Haro sur la loi MOP

C’est l’os autour duquel se déchirent le ministère et les architectes (et bureaux d’études). La loi MOP (maîtrise d’œuvre privée) régit la relation entre le maître d’ouvrage et le maître d’œuvre, c’est-à-dire le demandeur public et le constructeur. En l’occurrence, ce qui nous intéresse, c’est l’Etat (ou la collectivité territoriale) et ses commandes publiques face aux entreprises du bâtiment avec les architectes au milieu. Jusqu’à présent, la loi (et la raison) voulait que l’Etat passe commande au constructeur, mais sous l’égide d’un architecte, compris comme personne physique ou morale.

Le travail de l’architecte se situant en amont et en aval de la construction, lui qui inspecte tout le process jusqu’à la livraison du «produit» fini. Un rôle de préparation et de surveillance basé sur le cahier des charges qui inclut les «phases d’étude» (esquisse, avant-projet, projet, exécution). La loi MOP ayant 33 ans (12 juillet 1985), même si son décret d’application principal n’a été voté qu’en 1993, certains veulent la mettre plus en phase avec l’évolution du marché, mais aussi l’alléger, c’est-à-dire, concrètement, limiter le rôle des architectes. Une volonté qui va dans le sens général de la loi ELAN, qu’on pourrait résumer par «plus vite et moins cher».

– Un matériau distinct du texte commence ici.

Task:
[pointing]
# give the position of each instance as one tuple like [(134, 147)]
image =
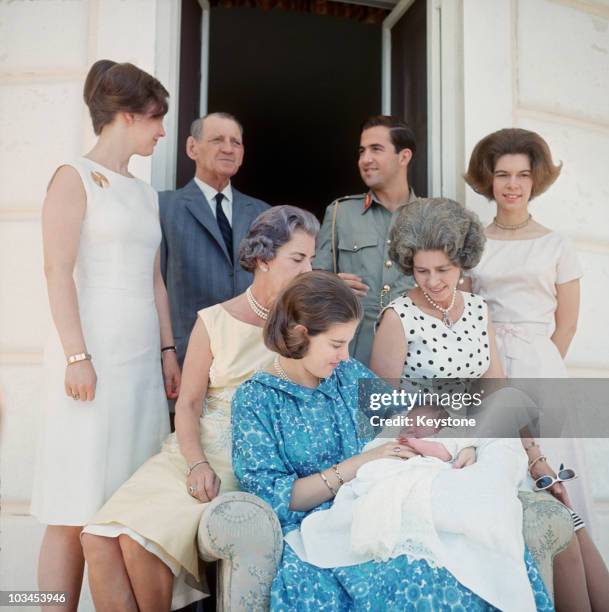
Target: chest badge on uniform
[(99, 179), (367, 201)]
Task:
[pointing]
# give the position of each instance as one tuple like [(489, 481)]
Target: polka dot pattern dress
[(437, 351)]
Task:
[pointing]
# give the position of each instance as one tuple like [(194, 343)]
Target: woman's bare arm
[(171, 369), (566, 315), (389, 347)]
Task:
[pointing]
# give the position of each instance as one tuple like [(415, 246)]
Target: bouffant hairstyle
[(316, 300), (111, 88), (401, 134), (271, 230), (436, 224), (511, 141)]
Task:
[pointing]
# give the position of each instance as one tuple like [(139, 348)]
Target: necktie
[(224, 225)]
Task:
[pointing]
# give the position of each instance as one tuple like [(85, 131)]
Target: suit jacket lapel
[(242, 218), (199, 208)]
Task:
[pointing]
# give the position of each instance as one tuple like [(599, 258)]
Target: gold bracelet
[(340, 478), (534, 461), (70, 359), (332, 489), (193, 465)]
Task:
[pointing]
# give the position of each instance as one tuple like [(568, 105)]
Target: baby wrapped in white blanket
[(467, 520)]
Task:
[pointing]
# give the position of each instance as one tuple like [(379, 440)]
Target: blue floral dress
[(282, 432)]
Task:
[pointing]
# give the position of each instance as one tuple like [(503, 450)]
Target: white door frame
[(444, 91), (205, 17), (167, 70)]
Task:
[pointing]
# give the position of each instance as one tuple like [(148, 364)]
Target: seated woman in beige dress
[(141, 546)]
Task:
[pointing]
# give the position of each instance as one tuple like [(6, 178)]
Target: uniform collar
[(371, 197)]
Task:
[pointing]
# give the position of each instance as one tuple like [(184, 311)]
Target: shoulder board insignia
[(357, 196)]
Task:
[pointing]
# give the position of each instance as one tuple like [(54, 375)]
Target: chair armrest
[(548, 528), (243, 533)]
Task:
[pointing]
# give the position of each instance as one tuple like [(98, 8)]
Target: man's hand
[(355, 283)]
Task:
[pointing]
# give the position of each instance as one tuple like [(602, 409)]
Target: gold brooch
[(99, 179)]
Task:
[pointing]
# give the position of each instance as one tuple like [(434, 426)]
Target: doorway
[(301, 84)]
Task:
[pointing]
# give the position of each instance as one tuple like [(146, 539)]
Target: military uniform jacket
[(354, 238)]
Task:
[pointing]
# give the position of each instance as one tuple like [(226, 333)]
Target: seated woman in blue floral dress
[(297, 439)]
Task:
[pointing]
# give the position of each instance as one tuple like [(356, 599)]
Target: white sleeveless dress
[(86, 450), (518, 279)]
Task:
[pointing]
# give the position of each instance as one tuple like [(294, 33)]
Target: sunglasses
[(545, 482)]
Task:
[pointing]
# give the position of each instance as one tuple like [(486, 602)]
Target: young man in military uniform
[(354, 237)]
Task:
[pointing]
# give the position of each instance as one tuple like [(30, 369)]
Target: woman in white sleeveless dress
[(529, 276), (104, 408)]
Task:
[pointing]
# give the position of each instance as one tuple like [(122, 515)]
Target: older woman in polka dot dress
[(436, 331)]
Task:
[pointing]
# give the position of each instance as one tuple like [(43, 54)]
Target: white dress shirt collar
[(210, 193)]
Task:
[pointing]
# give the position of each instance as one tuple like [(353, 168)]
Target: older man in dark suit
[(203, 224)]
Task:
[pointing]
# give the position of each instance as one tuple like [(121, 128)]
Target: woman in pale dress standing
[(141, 546), (529, 276), (105, 376)]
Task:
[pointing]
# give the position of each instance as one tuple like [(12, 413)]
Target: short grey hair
[(437, 224), (196, 127), (272, 229)]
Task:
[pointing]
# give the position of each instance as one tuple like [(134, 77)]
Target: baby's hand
[(427, 448)]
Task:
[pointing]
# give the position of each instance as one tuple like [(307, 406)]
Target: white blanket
[(468, 521)]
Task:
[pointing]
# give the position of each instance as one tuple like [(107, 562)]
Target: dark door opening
[(301, 84)]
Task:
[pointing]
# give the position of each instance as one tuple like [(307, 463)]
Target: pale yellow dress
[(153, 506)]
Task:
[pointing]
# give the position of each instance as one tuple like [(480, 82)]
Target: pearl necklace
[(281, 373), (279, 370), (256, 306), (513, 227), (445, 318)]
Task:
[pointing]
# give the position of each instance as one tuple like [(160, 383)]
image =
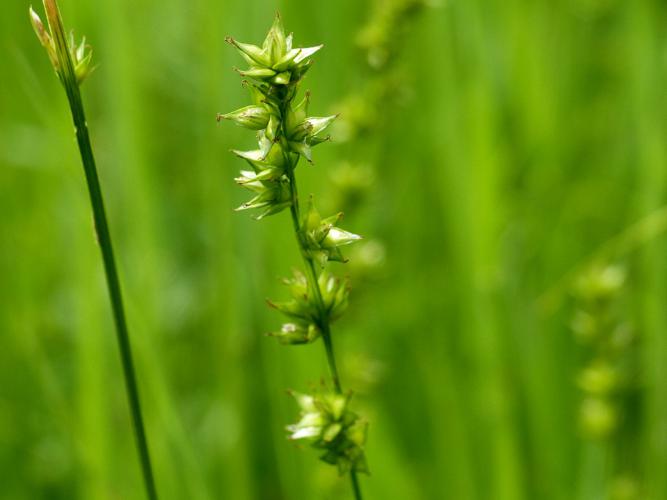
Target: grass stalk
[(71, 75), (285, 133)]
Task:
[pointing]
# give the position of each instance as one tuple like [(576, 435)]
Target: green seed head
[(329, 426), (71, 61)]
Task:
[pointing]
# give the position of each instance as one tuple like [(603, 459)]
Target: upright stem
[(113, 285), (311, 276), (68, 77)]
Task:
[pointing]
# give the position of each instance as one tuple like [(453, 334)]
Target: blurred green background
[(509, 142)]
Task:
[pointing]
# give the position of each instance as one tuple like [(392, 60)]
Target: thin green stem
[(311, 276), (68, 78)]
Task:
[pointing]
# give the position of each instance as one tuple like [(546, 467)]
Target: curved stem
[(311, 276), (68, 78)]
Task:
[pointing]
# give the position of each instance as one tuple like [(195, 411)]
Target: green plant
[(608, 382), (286, 133), (72, 64)]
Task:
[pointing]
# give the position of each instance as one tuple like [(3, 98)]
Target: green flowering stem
[(285, 133), (324, 326), (312, 280), (72, 65)]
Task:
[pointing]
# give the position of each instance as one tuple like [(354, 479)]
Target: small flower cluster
[(328, 424), (80, 54), (284, 129), (379, 37), (607, 340), (303, 309), (285, 133)]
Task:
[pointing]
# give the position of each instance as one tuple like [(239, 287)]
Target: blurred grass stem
[(69, 81)]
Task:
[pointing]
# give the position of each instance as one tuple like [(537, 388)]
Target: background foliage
[(521, 138)]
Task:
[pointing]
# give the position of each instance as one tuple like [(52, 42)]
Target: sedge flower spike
[(286, 131), (72, 64)]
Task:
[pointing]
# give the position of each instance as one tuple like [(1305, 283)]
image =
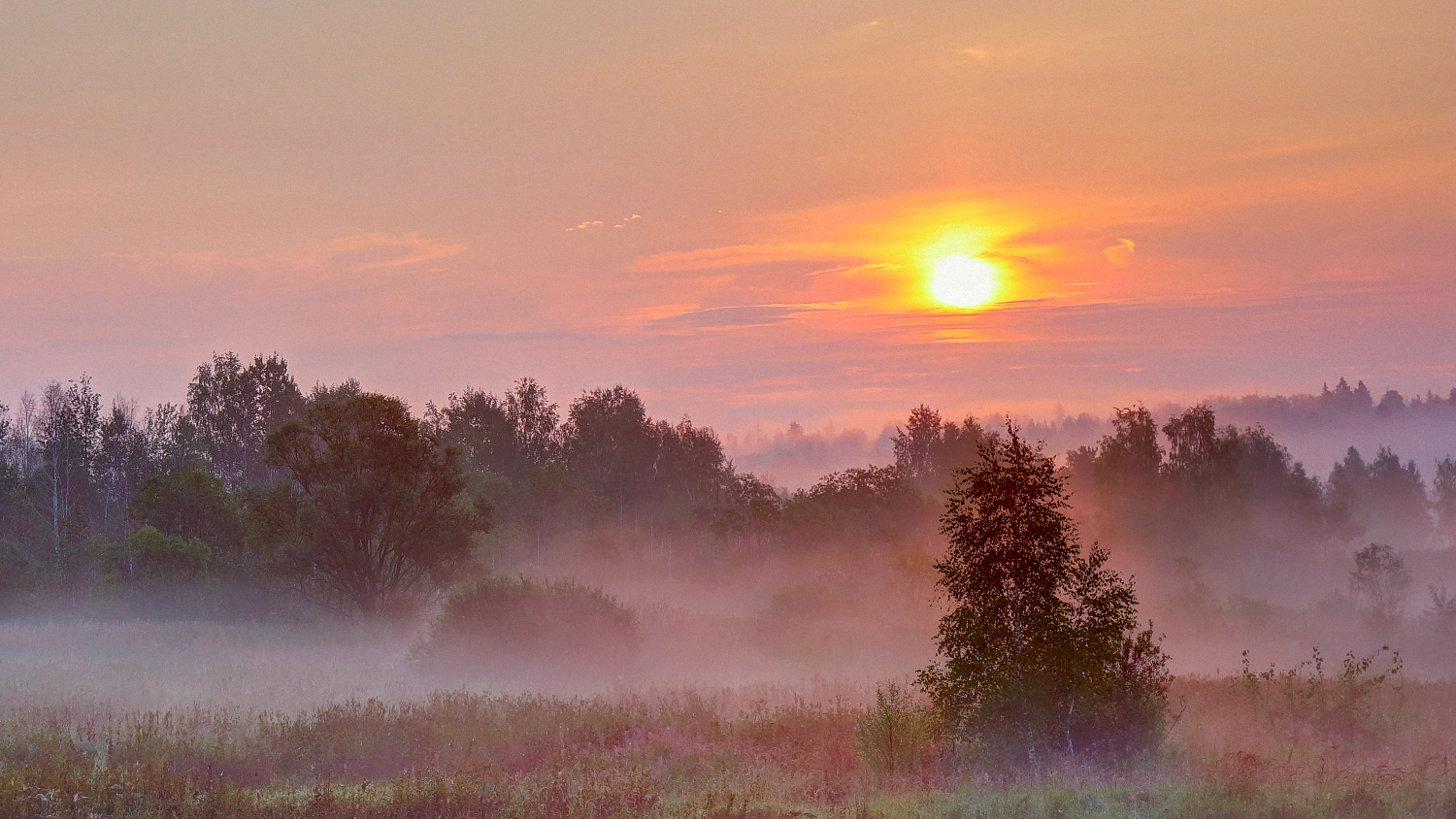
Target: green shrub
[(148, 554), (527, 626)]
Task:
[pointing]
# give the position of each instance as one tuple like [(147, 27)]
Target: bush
[(896, 735), (1302, 702), (149, 554), (521, 627)]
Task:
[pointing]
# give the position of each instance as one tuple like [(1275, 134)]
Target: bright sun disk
[(961, 281)]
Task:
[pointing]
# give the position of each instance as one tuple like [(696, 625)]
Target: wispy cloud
[(734, 256)]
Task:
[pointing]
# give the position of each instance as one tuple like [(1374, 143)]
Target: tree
[(609, 443), (189, 504), (1380, 577), (69, 442), (929, 446), (381, 513), (232, 408), (1444, 501), (1040, 653), (121, 461)]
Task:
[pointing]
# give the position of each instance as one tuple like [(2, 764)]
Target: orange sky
[(730, 207)]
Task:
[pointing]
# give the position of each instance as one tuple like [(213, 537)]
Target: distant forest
[(253, 495)]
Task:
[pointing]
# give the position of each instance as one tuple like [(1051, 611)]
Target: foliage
[(858, 507), (894, 737), (928, 448), (232, 408), (381, 519), (189, 504), (1216, 495), (497, 623), (149, 554), (1382, 579), (1042, 652), (1339, 710)]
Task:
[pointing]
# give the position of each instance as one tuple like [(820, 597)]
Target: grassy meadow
[(163, 728)]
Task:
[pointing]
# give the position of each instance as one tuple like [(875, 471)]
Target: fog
[(832, 592)]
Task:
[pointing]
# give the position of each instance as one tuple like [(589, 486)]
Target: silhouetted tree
[(609, 443), (928, 448), (1383, 496), (189, 504), (1382, 579), (69, 442), (232, 408), (1444, 501), (381, 518), (1042, 652)]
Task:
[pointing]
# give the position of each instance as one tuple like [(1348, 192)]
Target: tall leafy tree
[(609, 443), (233, 407), (122, 463), (381, 515), (69, 442), (1040, 653), (1444, 501)]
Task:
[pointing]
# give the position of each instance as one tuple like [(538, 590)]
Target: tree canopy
[(381, 508), (1040, 652)]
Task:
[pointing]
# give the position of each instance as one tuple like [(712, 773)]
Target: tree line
[(352, 501), (349, 499)]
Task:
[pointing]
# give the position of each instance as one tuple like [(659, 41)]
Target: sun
[(961, 281)]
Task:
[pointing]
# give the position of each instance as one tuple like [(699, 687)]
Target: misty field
[(191, 719)]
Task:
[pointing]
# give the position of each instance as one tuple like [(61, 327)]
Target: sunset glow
[(701, 204), (961, 281)]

Dans cette polémique (MOP) dans la polémique (ELAN), le gouvernement argue que les «nouveaux outils de construction permettent de fusionner les étapes et intégrer le plus en amont les différents acteurs». Un argument économique et numérique qui affaiblit les prérogatives de l’architecte pour rapprocher le maître d’ouvrage du maître d’œuvre. Cela laisse le champ libre aux entreprises, qui se sentiront peut-être moins obligées de tenir certains engagements, de délais par exemple. Ce qu’énonce l’UNSFA, cité par Batiactu :

«Le législateur de l’époque avait bien compris l’intérêt d’une maîtrise d’œuvre indépendante des entreprises, défendant et protégeant les maîtres d’ouvrage publics, faisant respecter l’exécution et la qualité des prestations demandées, et les délais bien souvent imposés.»

Conclusion

Sous couvert d’«intérêt général » (construire beaucoup plus de logement social), le gouvernement saute par-dessus les normes qui ont pourtant fait leurs preuves en matière de qualité depuis trois décennies. Certes, la France est le pays des normes administratives, que les professionnels du bâtiment peuvent assimiler à des obstacles. Mais là, il semble que l’on retourne plus de 50 ans en arrière, quand il fallait loger les familles du baby boom et les pieds-noirs de retour d’Algérie. C’est là l’origine de la formule «vite et pas cher», obtenue sous la pression de la nécessité. Dont tout le monde connaît les conséquences sociales parfois désastreuses…

Aujourd’hui, dérogation rime avec dérégulation.
L’Ordre des architectes résume les objectifs de cette dérogation accordée aux préfets, justifiée par l’intérêt général : alléger les démarches administratives, c’est-à-dire tout échange normé avec l’administration, qu’il concerne les particuliers, les entreprises ou les collectivités territoriales, ainsi que réduire les délais de procédure.